And this story is being repeated everywhere.

Something is happening here, and you don’t know what it is, do you, Mr. Jones?

Well, I’m afraid we do know what it is. And I’m afraid it is happening so quickly that we may not be able to stop it. For reasons that elude me, there continue to be people out there who are more angry at those who call attention to this change than at the causes of the change itself. I hear right wing talk shows with their legion of angry white males screaming about left wing conspiracies and natural temperature variations and doomsayers. I see people who are so myopic as to celebrate the warm winter because it allows them to play golf all year around.

Meanwhile, the branches on the trees that frame our dirt road are beginning to bud. Birds that should not be here are hopping and pecking at the earth. Their internal clocks are confused, and they will die when a cold snap hits.

Last summer, the water in our lake went down to unheard of levels.

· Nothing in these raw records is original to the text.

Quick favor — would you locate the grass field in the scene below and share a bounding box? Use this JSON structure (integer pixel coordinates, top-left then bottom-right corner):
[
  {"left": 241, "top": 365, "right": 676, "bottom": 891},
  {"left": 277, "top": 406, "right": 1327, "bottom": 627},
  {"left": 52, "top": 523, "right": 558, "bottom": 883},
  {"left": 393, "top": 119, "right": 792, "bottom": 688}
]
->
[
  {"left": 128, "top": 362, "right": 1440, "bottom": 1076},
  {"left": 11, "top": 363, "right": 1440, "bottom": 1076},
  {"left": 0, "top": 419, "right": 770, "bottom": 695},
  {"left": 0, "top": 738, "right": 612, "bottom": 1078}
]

With little snow and little ice, it will be even lower this year. There were almost no mosquitoes, meaning there was little food for the creatures that depend upon them for sustenance. All up and down the chain of life there are small shocks that will too soon reach critical mass.

I am deeply and profoundly bothered by all of this. This is our world, this is what we are passing on to our children. I am neither the first nor the last to say it, but some great national, even international, will must be discovered to redirect our thinking and galvanize our energies.

This is not about politics. This is about our responsibility to the seventh generation.

It is strange and unnerving to be facing a day when I will walk outside in shirtsleeves, fearful of seeing a green shoot poking through the ground.